7 de novembro de 2011

Gaian e o Exército de Anjos - parte 1: A Autópsia

O dia está chegando ao fim para Doutora Isabela Meyer, conhecida como a melhor da cidade em sua atividade. Ela é tanatologista*, profissional que examina cadáveres em busca das causas de suas mortes. Para os leigos, ela era apenas a “médica legista”.

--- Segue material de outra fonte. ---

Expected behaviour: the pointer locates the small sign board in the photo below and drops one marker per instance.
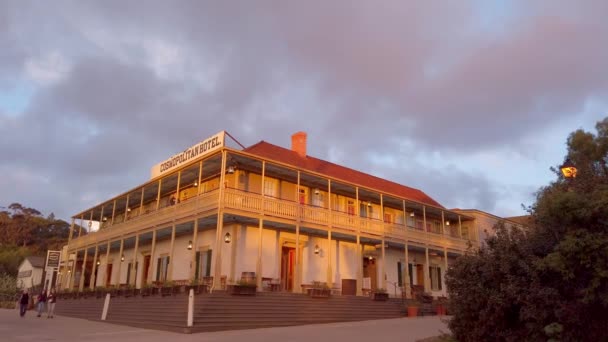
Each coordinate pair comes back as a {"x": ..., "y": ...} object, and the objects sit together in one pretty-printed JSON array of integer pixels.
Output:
[{"x": 52, "y": 259}]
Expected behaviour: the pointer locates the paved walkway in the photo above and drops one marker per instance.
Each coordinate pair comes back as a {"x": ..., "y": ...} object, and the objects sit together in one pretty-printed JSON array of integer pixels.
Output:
[{"x": 32, "y": 328}]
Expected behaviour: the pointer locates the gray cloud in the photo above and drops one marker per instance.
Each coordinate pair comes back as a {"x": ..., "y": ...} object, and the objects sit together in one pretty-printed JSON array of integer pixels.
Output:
[{"x": 146, "y": 79}]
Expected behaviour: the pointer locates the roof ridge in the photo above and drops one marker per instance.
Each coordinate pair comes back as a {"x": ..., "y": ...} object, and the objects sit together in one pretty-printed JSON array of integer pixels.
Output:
[{"x": 324, "y": 167}]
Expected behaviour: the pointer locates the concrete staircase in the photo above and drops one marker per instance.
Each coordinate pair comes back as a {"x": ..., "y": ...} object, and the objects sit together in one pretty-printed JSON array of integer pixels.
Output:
[{"x": 223, "y": 311}]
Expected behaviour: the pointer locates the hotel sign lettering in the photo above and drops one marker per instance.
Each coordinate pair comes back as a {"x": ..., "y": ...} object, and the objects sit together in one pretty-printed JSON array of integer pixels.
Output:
[
  {"x": 52, "y": 258},
  {"x": 193, "y": 153}
]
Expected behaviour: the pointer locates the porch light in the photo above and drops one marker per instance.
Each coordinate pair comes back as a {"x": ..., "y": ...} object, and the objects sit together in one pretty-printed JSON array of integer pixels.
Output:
[{"x": 568, "y": 169}]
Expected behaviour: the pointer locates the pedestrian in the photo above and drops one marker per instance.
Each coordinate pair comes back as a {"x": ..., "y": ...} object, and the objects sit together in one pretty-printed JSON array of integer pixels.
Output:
[
  {"x": 24, "y": 300},
  {"x": 51, "y": 300},
  {"x": 41, "y": 302}
]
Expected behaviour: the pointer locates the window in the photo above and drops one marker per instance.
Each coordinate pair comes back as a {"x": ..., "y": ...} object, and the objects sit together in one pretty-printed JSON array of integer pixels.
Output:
[
  {"x": 435, "y": 272},
  {"x": 270, "y": 187},
  {"x": 388, "y": 218},
  {"x": 162, "y": 267},
  {"x": 465, "y": 231},
  {"x": 350, "y": 208},
  {"x": 319, "y": 199},
  {"x": 203, "y": 264}
]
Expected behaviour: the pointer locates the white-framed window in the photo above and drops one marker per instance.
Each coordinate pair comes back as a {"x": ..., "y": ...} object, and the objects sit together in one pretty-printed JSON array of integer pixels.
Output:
[
  {"x": 162, "y": 267},
  {"x": 270, "y": 187},
  {"x": 435, "y": 272}
]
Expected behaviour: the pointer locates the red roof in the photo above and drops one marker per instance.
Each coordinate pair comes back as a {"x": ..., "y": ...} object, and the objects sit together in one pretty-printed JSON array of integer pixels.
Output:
[{"x": 283, "y": 155}]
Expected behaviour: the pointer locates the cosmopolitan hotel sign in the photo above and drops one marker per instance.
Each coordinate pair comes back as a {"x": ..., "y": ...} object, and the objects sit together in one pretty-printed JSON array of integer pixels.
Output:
[{"x": 193, "y": 153}]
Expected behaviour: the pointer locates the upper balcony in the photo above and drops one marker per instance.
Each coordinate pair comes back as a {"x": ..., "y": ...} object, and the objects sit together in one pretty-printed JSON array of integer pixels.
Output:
[{"x": 268, "y": 190}]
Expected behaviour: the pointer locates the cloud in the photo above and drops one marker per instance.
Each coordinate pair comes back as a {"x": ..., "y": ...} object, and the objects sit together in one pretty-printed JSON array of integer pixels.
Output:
[{"x": 382, "y": 87}]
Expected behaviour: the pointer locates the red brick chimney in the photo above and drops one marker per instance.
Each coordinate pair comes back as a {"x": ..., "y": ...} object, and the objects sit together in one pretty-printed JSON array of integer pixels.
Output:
[{"x": 298, "y": 143}]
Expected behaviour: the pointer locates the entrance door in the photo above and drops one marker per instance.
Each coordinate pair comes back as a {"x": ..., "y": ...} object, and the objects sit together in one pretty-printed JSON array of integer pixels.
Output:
[
  {"x": 288, "y": 260},
  {"x": 369, "y": 271},
  {"x": 108, "y": 275},
  {"x": 144, "y": 277},
  {"x": 420, "y": 274}
]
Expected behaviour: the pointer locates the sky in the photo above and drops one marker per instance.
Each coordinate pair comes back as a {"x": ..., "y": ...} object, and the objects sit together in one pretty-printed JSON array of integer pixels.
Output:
[{"x": 469, "y": 101}]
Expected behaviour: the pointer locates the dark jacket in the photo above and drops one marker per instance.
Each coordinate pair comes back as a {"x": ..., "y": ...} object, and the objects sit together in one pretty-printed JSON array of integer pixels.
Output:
[{"x": 25, "y": 298}]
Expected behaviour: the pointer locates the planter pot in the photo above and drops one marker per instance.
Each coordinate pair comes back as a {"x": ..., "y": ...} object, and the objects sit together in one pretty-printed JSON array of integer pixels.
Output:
[
  {"x": 379, "y": 296},
  {"x": 319, "y": 293},
  {"x": 243, "y": 290},
  {"x": 412, "y": 311},
  {"x": 441, "y": 310}
]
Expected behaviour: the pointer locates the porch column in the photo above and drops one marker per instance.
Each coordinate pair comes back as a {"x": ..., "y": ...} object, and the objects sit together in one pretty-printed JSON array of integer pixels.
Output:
[
  {"x": 217, "y": 255},
  {"x": 133, "y": 272},
  {"x": 406, "y": 273},
  {"x": 383, "y": 264},
  {"x": 71, "y": 231},
  {"x": 459, "y": 227},
  {"x": 127, "y": 209},
  {"x": 172, "y": 248},
  {"x": 120, "y": 254},
  {"x": 107, "y": 262},
  {"x": 83, "y": 272},
  {"x": 193, "y": 251},
  {"x": 258, "y": 269},
  {"x": 329, "y": 269},
  {"x": 160, "y": 183},
  {"x": 359, "y": 255},
  {"x": 80, "y": 226},
  {"x": 427, "y": 285},
  {"x": 258, "y": 266},
  {"x": 113, "y": 212},
  {"x": 445, "y": 264},
  {"x": 93, "y": 281},
  {"x": 406, "y": 280},
  {"x": 298, "y": 270},
  {"x": 152, "y": 259}
]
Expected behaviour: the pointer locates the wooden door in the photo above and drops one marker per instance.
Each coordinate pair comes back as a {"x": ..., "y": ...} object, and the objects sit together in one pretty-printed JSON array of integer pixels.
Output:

Hoje o dia tinha sido atípico, poucos casos para serem resolvidos. Normalmente a correria era grande, muito tumulto se passa pelo I.M.L* de Osasco onde ela trabalha - em parte por sua fama de eficiência, em outra pelo grande número de acidentes trágicos que acontecem diariamente. Raramente aparecem casos simples que logo são encaminhados para outros médicos que também atuam em sua área.

Já se preparava para finalizar o relatório diário, quando o sinal soou. Era o aviso de mais um corpo chegando para uma autópsia, provavelmente teria que alterar seus planos de ir mais cedo para junto de sua família. De sua mesa, pode avistar os dois agentes funerários que traziam o corpo, embalado no característico saco preto, pelo corredor sobre  uma maca móvel. Largaram a maca no meio da sala e antes de saírem, avisaram-na que logo mais viria um representante da Segurança Nacional, para falar com ela, a respeito do corpo recém chegado.

Aquilo era novo. Ela se perguntou o que estaria por vir... Por que haveria necessidade da Segurança Nacional estar presente? Pelo visto ela teria que esperar para saber. Para não perder tempo, tratou de descobrir o corpo, e eis a primeira surpresa. Ele estava absolutamente intacto, nem sequer um arranhão visível, revirou o defunto a procura de alguma marca ou algo do tipo, mas não encontrou nada. O corpo pertencia a um homem de aparência física muito marcante, músculos bem definidos, mas sem deixar de ser elegante. Era muito estranho, Isabela estava acostumada a receber apenas casos complicados em que fosse necessário esclarecer os detalhes para policiais e outras autoridades, mas nunca fora um caso de nível nacional.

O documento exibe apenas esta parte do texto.